UPSC cleared. I'm 26, Delhi IAS officer. I have Rs 6L education loan outstanding from my graduation (Delhi University BBA). Should I repay it quickly or invest?

IAS officer, 26 years, Rs 6L education loan outstanding from DU BBA: Congratulations on UPSC. Let's address the Rs 6L loan: Loan details (estimated): Rs 6L at 8.5-9% (typical public bank education loan), approximately 3-5 years remaining. Remaining EMI: approximately Rs 10,000-13,000/month for 3-4 more years. IAS officer (Level 10, basic Rs 56,100 as IAS starting): take-home approximately Rs 72,000-78,000/month (generous HRA for metropolitan posting + DA). EMI Rs 12,000 = 15-16% of take-home.
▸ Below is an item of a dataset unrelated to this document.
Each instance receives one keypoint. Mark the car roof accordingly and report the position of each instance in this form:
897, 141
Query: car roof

Manageable and appropriate. Should you prepay? Mathematical argument for investing: Rs 6L invested in Nifty 50 vs prepaying Rs 6L loan at 8.5%: Nifty 12% return > 8.5% loan = invest wins. Additionally: 80E interest deduction: you're in the 20% income tax bracket as IAS. 80E saves 20% of interest paid: Rs 12,000/month × 12 months × interest component × 20% ≈ Rs 12,000-18,000/year in tax. The 80E benefit effectively reduces your 8.5% loan to 6.8% effective rate. Nifty's 12% vs 6.8% effective loan: invest wins clearly. Recommendation: do NOT prepay. Continue EMI (it's affordable at 16% of take-home). Invest Rs 15,000-20,000/month in Nifty 50 SIP. Loan will self-liquidate in 3-4 years. The 80E deduction: file it every year — IAS officers often have chartered accountants file returns, ensure 80E is claimed. Don't miss it. After loan is paid: redirect the Rs 12,000/month to SIP.